Der Antrag auf Zulassung der Berufung wird abgelehnt.
II.
Die Kläger haben die Kosten des Antragsverfahrens als Gesamtschuldner zu tragen. Die Beigeladenen tragen ihre außergerichtlichen Kosten selbst.
III.
Der Streitwert für das Antragsverfahren wird auf 5.000 Euro festgesetzt.

Gründe

I. Die Kläger begehren nachträgliche Anordnungen zum Schutz ihres Fischereirechts in Bezug auf die Kraftwerksanlage D., die im Eigentum der Beigeladenen zu 2 steht und von der Beigeladenen zu 1 betrieben wird.
Der Beklagte erteilte der Beigeladenen zu 2 mit Bescheid vom 10. Oktober 1990 und Ergänzungsbescheid vom 7. März 1991 die wasserrechtliche Bewilligung gemäß § 8 WHG a. F. für das Triebwerk am W. Unter Ziffer II. 7. b) war als Nebenbestimmung zum Schutz der Fischerei vorgesehen, dass die lichte Weite (Stababstand) der Turbinenrechen höchstens 20 mm betragen dürfe. Im Rahmen eines Klageverfahrens einigten sich die Beigeladene zu 2 und der Beklagte auf einen Abstand von 60 mm und den Einbau einer Fischscheuchanlage. Durch Änderungs- und Ergänzungsbescheid vom 8. Juni 1994 wurde die Auflage II. 7. b) entsprechend geändert und die beantragte Scheuchanlage bewilligt.

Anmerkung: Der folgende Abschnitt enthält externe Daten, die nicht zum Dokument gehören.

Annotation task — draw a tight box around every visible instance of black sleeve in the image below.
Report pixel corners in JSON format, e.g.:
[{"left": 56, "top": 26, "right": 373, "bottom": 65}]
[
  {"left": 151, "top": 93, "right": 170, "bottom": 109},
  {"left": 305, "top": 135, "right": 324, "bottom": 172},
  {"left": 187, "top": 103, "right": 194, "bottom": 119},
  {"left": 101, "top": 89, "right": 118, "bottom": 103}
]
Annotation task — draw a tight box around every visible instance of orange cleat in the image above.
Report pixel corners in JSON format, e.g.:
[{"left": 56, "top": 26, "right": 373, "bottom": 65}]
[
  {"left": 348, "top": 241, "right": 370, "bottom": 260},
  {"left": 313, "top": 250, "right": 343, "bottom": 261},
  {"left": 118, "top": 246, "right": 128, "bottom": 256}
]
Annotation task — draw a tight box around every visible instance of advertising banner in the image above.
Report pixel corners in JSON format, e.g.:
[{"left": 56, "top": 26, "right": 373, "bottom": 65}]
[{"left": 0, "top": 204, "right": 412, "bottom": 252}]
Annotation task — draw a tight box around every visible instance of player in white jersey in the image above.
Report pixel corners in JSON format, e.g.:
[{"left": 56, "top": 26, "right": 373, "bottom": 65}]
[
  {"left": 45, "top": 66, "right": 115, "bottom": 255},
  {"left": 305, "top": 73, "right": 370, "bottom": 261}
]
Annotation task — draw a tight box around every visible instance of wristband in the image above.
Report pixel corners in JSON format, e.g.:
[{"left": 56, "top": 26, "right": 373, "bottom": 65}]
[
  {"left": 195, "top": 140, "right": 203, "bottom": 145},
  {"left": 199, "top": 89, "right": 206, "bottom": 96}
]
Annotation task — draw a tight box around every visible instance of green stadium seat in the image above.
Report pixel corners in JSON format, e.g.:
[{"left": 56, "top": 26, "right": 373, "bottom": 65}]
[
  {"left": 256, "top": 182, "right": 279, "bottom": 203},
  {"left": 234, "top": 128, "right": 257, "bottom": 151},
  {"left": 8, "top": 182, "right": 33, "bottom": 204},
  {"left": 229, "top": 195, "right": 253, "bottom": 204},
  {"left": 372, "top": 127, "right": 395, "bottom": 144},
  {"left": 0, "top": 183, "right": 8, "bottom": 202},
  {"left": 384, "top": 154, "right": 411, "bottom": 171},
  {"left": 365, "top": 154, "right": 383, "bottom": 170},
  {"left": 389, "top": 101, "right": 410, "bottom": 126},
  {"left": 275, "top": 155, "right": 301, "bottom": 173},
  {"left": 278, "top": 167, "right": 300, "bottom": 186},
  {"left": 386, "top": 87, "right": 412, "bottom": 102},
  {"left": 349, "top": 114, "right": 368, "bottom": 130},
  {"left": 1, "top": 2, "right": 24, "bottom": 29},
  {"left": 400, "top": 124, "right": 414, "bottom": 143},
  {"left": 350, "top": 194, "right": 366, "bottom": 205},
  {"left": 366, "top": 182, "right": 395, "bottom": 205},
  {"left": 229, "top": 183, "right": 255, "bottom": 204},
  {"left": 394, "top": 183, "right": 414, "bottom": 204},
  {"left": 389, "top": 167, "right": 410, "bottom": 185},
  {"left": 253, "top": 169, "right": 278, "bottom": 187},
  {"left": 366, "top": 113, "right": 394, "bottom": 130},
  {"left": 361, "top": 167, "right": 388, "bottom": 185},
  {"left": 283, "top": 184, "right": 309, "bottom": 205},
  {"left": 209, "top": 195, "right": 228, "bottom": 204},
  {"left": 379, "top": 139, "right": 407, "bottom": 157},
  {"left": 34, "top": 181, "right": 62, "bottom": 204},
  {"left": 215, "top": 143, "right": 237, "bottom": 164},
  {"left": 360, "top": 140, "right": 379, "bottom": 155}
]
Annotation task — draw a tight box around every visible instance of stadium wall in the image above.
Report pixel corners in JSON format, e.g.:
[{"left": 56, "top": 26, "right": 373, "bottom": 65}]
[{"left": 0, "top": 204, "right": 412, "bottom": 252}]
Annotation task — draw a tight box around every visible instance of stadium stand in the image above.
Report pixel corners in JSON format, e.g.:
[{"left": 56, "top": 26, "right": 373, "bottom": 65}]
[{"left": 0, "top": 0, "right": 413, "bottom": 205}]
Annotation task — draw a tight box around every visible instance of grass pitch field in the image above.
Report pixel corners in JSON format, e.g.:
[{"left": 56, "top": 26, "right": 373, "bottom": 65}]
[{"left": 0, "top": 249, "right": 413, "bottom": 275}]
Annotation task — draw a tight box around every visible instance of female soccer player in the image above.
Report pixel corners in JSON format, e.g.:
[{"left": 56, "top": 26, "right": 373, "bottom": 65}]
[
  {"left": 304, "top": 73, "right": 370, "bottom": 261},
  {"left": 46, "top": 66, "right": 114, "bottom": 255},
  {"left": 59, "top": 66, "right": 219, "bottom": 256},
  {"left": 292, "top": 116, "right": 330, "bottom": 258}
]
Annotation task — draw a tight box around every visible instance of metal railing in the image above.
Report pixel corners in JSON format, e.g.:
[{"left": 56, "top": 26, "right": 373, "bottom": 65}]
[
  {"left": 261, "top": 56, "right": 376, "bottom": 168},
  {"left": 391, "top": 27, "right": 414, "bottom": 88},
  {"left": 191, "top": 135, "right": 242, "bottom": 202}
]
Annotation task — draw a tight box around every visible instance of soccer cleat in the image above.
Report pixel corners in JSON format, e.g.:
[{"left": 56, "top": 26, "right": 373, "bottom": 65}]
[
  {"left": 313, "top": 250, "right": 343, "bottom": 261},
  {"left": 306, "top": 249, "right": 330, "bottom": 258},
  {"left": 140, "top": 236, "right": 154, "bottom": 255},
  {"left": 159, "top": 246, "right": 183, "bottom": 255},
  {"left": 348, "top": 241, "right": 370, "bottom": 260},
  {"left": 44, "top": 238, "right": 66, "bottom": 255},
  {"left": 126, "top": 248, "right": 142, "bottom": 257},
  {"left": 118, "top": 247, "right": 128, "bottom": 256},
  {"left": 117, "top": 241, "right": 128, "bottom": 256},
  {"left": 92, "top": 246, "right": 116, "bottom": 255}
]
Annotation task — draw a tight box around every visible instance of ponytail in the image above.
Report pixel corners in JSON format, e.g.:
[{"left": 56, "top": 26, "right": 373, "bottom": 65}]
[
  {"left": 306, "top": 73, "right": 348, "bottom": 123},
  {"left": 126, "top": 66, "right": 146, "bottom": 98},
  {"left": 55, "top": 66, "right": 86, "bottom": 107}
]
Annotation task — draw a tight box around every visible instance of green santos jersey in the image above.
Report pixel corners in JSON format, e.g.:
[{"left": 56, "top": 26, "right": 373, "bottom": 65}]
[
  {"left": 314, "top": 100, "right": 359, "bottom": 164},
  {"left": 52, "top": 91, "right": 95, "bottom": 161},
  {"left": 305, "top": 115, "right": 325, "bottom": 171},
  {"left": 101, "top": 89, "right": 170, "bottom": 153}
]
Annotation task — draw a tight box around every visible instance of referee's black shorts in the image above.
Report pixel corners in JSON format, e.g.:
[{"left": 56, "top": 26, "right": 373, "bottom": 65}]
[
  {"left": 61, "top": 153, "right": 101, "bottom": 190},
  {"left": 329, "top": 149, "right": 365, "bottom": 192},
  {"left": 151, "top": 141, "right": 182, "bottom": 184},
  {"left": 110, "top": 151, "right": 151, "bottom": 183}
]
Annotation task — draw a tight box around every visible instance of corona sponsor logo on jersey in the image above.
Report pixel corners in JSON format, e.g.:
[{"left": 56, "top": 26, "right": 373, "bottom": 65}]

Die Kläger forderten das Landratsamt N. mit Schreiben vom 7. September 2012 auf, durch geeignete Auflagen sicherzustellen, dass Schäden für die Fischereiberechtigten nicht mehr eintreten, sowie hilfsweise die Bewilligung zu widerrufen. Nachdem darüber in angemessener Frist sachlich nicht entschieden worden war, erhoben sie Untätigkeitsklage zum Verwaltungsgericht. Sie beantragten sinngemäß, den Beklagten zu verpflichten, über den Antrag auf Erlass nachträglicher Anordnungen zum Schutz des Fischereirechts der Kläger sowie hilfsweise über den Antrag auf Widerruf des Änderungs-/Ergänzungsbescheids vom 8. Juni 1994, soweit der Stababstand des Turbinenrechens von 20 mm auf 60 mm geändert wurde, zu entscheiden – jeweils unter Beachtung der Rechtsauffassung des Gerichts.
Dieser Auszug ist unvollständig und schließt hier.